実果子は5年生の時にセルフブリーチした髪が伸びてプリンになって、ちょっとヤンキーみたいだ。冴子はセンター分けのワンレンセミロングで大人っぽく落ち着いている。そんな見た目のタイプが真反対な二人が仲良くしているのを見ていると嬉しくなる。
皐月は実果子が他の女子と仲良くしているところをほとんど見たことがない。同じクラスの吉口千由紀と仲が良かったらしいことを、昨日の図書室でのやりとりで初めて知ったくらいだ。
実果子は5年生の時、クラスの女子とはうまく付き合っていなかった。それは実果子の髪の色や服装が小学生らしくなくて怖そうだということもあるが、言動に悪い大人特有の険があったからだ。

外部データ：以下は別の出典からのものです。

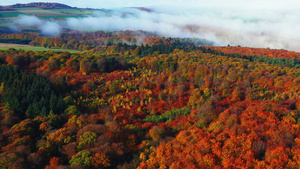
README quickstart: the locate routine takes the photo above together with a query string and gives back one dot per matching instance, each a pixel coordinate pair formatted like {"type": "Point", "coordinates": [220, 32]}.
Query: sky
{"type": "Point", "coordinates": [255, 23]}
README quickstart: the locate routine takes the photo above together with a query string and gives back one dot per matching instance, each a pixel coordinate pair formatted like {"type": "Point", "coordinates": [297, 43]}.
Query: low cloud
{"type": "Point", "coordinates": [47, 28]}
{"type": "Point", "coordinates": [273, 25]}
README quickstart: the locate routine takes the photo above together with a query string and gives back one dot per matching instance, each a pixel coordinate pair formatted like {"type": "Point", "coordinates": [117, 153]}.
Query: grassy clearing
{"type": "Point", "coordinates": [6, 46]}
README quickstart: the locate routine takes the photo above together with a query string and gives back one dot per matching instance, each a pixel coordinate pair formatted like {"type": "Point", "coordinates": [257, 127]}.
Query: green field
{"type": "Point", "coordinates": [32, 48]}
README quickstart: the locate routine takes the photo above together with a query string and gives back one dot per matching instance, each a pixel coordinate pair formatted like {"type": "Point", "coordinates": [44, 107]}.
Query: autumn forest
{"type": "Point", "coordinates": [135, 99]}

冴子は5年生でありながら妙に落ち着き払っている。表情は豊かではないが、笑顔に品があり、言葉遣いが丁寧で怜悧な印象だ。それでいて千智をいじるような剽軽なこともする。皐月は冴子の人柄に底知れなさを感じている。
「後は私と冴ちゃんでやるから。図書委員じゃないのに手伝ってもらっちゃって悪いね」
「いえ。図書委員の経験ができて楽しかったです」
千智から実果子に本が手渡された。
「ありがとう。もうすぐ昼休みが終わっちゃうけど、藤城のお世話は千智ちゃんに任せた」
皐月は千智とカウンターの中に入り、返却棚に置いておいた皐月の借りる志賀直哉の『小僧の神様・一房の葡萄』と、千智が借りる芥川龍之介の『トロッコ・鼻』を持って図書室を出た。
皐月たちは教室に戻る途中の階段の踊り場で話をしようと思ったが、人通りが多く目立って仕方がないので、この日は別れた。